HIGGINSFOREVER said:


> The first thing is you want it right.If you feel you can handle it from start to finish go for it.I cant see it costing more then $200. if you have someone just do what you dont feel comfortable with doing.Good luck


----------



## Iverider (Feb 26, 2014)

I have a ladies frame carcass that might have a good cup on it. I'll try to get it apart by the end of the week. The stem is rusted tight in the fork.

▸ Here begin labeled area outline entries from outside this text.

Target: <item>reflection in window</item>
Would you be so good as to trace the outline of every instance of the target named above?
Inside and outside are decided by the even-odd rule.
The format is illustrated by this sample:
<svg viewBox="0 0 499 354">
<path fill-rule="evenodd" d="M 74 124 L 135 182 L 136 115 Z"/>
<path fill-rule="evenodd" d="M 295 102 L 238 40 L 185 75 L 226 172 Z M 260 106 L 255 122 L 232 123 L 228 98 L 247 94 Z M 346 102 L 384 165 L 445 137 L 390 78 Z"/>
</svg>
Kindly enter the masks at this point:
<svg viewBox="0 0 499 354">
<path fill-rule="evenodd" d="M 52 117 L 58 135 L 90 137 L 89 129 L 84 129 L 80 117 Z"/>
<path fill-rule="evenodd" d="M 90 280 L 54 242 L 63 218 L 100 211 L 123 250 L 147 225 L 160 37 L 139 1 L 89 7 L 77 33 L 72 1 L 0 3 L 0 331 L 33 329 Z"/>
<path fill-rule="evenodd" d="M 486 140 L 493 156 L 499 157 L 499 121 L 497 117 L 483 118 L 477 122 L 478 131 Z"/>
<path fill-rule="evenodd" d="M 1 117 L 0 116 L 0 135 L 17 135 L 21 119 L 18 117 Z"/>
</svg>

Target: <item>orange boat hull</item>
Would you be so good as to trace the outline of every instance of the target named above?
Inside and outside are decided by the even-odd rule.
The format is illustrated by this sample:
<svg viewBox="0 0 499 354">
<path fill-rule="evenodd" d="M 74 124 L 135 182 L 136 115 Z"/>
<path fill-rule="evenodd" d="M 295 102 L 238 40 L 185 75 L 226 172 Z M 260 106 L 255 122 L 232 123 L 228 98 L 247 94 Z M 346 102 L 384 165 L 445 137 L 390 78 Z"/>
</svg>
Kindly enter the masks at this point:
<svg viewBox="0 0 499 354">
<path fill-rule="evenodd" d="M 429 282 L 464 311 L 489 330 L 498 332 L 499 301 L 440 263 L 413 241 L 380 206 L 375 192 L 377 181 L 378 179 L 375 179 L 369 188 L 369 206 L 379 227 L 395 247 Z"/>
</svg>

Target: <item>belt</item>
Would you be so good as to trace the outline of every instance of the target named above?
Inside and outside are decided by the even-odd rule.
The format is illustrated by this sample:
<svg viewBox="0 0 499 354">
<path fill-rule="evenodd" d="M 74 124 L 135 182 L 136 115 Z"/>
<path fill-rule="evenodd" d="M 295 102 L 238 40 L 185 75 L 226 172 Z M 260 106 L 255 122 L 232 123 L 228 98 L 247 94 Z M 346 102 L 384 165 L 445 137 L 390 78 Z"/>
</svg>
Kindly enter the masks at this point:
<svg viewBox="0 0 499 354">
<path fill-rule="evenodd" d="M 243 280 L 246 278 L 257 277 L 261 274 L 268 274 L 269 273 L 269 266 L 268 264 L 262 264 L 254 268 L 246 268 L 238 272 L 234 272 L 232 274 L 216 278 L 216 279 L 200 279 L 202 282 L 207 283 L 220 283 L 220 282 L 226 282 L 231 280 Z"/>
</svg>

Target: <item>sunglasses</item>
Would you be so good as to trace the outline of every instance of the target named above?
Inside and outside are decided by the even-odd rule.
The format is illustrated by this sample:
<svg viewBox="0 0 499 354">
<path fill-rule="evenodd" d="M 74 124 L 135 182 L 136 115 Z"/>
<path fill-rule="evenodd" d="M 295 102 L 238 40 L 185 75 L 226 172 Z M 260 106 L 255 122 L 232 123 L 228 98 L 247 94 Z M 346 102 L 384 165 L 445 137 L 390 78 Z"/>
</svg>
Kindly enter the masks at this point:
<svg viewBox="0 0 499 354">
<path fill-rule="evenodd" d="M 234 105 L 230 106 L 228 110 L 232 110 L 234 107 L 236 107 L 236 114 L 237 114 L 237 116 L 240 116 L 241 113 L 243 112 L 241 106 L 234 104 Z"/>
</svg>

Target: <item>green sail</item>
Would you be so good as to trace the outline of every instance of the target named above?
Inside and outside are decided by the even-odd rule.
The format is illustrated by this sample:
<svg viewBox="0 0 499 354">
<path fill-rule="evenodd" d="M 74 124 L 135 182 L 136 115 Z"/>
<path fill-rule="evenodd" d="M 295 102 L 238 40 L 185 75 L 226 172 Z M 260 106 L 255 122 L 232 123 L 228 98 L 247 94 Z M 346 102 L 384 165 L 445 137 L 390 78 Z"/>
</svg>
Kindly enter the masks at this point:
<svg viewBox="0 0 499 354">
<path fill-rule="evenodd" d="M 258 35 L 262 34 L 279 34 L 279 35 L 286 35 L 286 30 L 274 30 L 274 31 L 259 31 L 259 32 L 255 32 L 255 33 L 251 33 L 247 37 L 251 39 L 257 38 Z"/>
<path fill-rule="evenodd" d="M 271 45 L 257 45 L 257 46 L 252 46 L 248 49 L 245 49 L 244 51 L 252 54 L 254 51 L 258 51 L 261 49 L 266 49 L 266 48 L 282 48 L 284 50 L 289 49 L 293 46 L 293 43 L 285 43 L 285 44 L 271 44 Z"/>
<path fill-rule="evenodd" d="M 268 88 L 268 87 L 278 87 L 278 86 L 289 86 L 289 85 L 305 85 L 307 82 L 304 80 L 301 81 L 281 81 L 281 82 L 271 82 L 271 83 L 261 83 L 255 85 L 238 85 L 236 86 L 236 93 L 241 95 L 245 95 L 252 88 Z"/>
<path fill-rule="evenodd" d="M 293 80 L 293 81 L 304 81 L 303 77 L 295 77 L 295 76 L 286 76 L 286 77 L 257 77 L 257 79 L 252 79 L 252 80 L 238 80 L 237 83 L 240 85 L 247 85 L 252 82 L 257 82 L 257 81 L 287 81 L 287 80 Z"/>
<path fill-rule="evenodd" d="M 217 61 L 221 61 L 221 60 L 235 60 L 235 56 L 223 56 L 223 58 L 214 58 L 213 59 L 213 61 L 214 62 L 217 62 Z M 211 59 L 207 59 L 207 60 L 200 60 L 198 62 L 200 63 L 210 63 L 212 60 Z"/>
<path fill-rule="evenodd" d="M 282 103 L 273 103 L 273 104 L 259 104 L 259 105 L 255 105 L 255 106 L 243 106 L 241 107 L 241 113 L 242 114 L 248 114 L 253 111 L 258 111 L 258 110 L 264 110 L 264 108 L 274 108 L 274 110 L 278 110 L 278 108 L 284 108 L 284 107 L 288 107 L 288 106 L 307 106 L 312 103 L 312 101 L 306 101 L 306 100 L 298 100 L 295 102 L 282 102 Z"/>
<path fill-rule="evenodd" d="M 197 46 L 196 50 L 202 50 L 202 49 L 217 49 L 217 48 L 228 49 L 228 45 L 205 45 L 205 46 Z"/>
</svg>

I'm not sure which cup you need. Top or bottom? They are slightly different. The bottom cup is a little taller. Let me know!


----------



## gwad1970 (Feb 26, 2014)

OK! i'll get a measurement of the one I have and fire it your way!







Krautwaggen said:


> I have a ladies frame carcass that might have a good cup on it. I'll try to get it apart by the end of the week. The stem is rusted tight in the fork.
> 
> I'm not sure which cup you need. Top or bottom? They are slightly different. The bottom cup is a little taller. Let me know!


----------



## fat tire trader (Feb 26, 2014)

Its hard to see the extent of the damage to your frame in your pictures. Start by removing all of the paint and get the damaged areas really clean. Then show us better pictures. A joint that was originally brazed should be repaired by brazing. You can braze over a weld, but you can't weld over brass. Maybe the dents in your tubes can be repaired, there are different methods. I would not spend any time or money restoring any part of the bike until the frame is done.


----------



## fordsnake (Feb 26, 2014)

Yeah, what Chris (fat tire trader) said, "you can't weld over braze". Here's a repair that was done a while ago.


----------



## fordsnake (Feb 26, 2014)

If the bottom of your stem has this stamping...its a Accles & Pollock quill out of Birmingham, England made for Major Taylor who once rode and endorsed IJ bicycles.


----------



## gwad1970 (Feb 27, 2014)

It does have that stamp. I tried to get it in a photo but it was proving difficult. I'll blast the frame and post some pictures of the frame. The damage in my opinion is quite extensive. as far as the rest of the parts my good friend is a chrome plater  Yessss! and weather I build this particular frame or not I will need the parts for future projects. I've got the bug pretty bad. Does having that stamp make that stem any more or less desirable?







fordsnake said:


> If the bottom of your stem has this stamping...its a Accles & Pollock quill out of Birmingham, England made for Major Taylor who once rode and endorsed IJ bicycles.


----------



## Handyman (Feb 27, 2014)

*Iver Frame Repair/Replace*

Hi gwad1970,

This is going to be one awsome bike when you get it back together.  I just love those handlebars!! Have you ever thought of replacing the frame, it may be easier and cost less than repairing the old one??  There may be Cabe members that have a bare Iver frame of the same vintage that they would part with. What is the serial # of the bike?  Pete in Fitchburg


----------



## Larmo63 (Feb 27, 2014)

Are you chrome plating or nickel plating? It seems as if these parts should be nickeled.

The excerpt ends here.